Ahluwalia: Getting 100,000 temporary seasonal workers into the country every six months is a task that the American economy depends on. Had we not invested in that application, and not eliminated the entire paper-based process, we would be hurting the entire economy. In today’s scenario, that’s one that I’m particularly proud of. It is also close to my heart because one of the programs in there is the H-1B visa program.
The other area is the infrastructure that we have been able to create, which can sustain the entire ecosystem, whether it’s unified communications, our cloud environment, new laptops and distribution centers, or digital signing capabilities. I can’t tell you how many emails I have that tell me that five years ago, at least 40 percent of our staff would not be able to work in today’s scenario.
And, I’ll touch on one other investment – our website. We are modernizing all our websites to be in the cloud, on a Drupal-based platform. That came in handy with the doubling of overall average traffic and, in certain cases, 10 times the traffic. That kind of resilience was only there because of the investment we made.
MeriTalk: It takes a team to make things happen. Is there anyone in your agency or across the Federal ecosystem that you’d like to recognize?
Ahluwalia: There are three pillars that I rely on heavily – our two deputy CIOs, Lou Charlier and Rick Kryger, and our Chief Information Security Officer, Paul Blahusch.
I have a soft spot for the operations teams because they keep all the lights on, all the computers and everything going. And then the leadership, our Assistant Secretary for Administration and Management, Bryan Slater, and our Deputy Secretary. They have all been such great champions of IT, and they have always supported us as an organization.
Pat Pizzella, Deputy Secretary, was the acting CIO, when he was here in the Bush administration, so it makes my job a little bit easier. He knows what my problems are, so I get a tremendous amount of support from a leadership perspective.
I would be totally remiss if I didn’t mention the external parties, all the vendors. It takes a village.
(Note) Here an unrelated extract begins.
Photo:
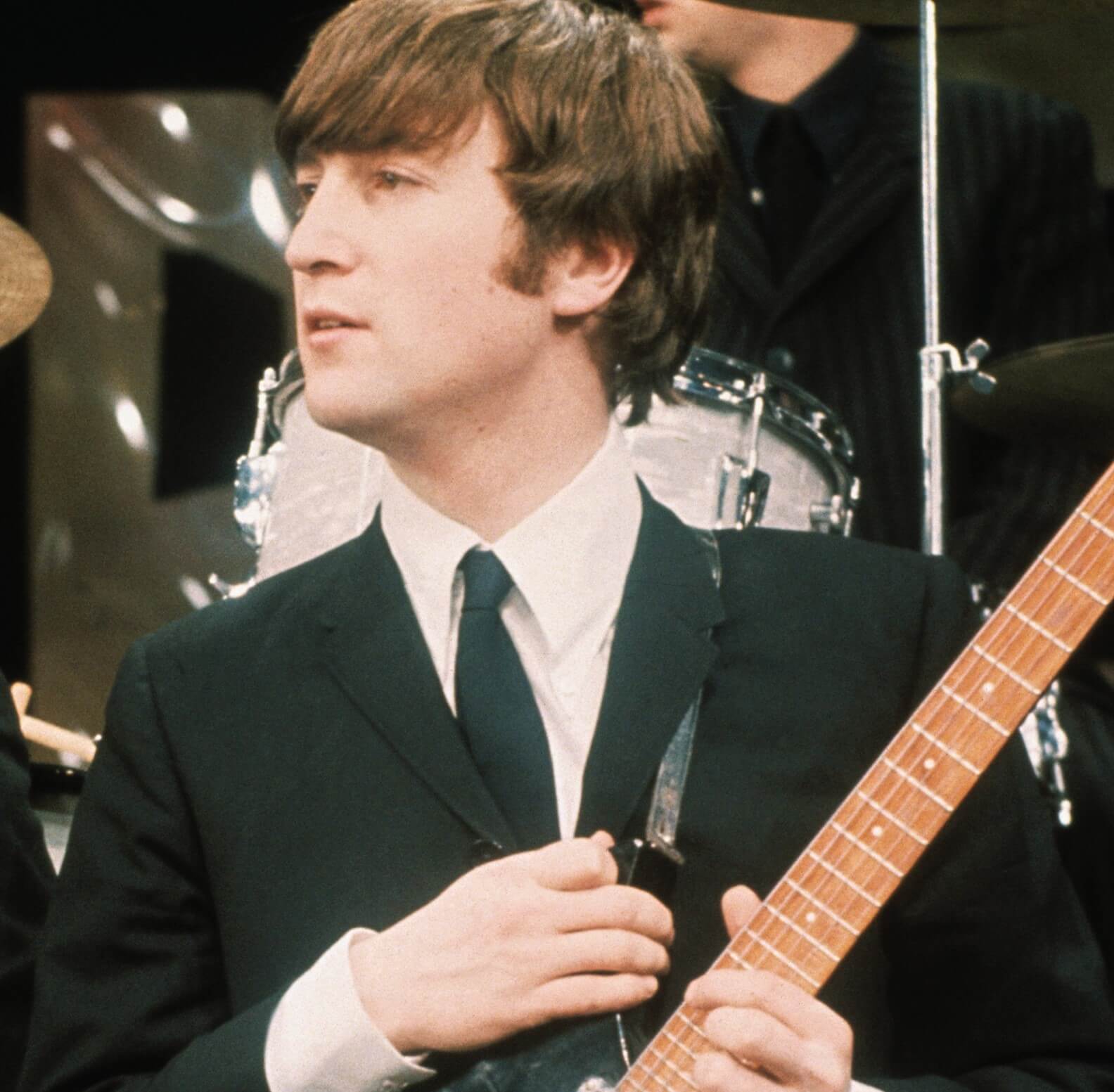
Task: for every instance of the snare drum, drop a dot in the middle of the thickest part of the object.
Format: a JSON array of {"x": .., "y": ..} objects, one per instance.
[{"x": 742, "y": 447}]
All our vendors – and I hate the word contractors, I like to use the word partners – they have been true partners and have allowed us to function seamlessly.
And, last but not the least, is the partnership with Suzette Kent and the CIO Council. Suzette was so quick to get on the phone and get the White House involved to get all these partners lined up.
MeriTalk: We’re all looking forward to that day when life returns to the new normal. What do you think we’ll still be doing, and what will change?
Ahluwalia: This situation has allowed some of the old guard to understand how telework has improved and the productivity that it generates. I do think that this crisis, as bad as it is, will have a positive effect on IT. I think people will understand why they need to invest not only in the commodities of IT, but embrace artificial intelligence, blockchain, robotic process automation, and IVR technology.
There are some cultural norms that will break, as well. For example, digital signature is a big one.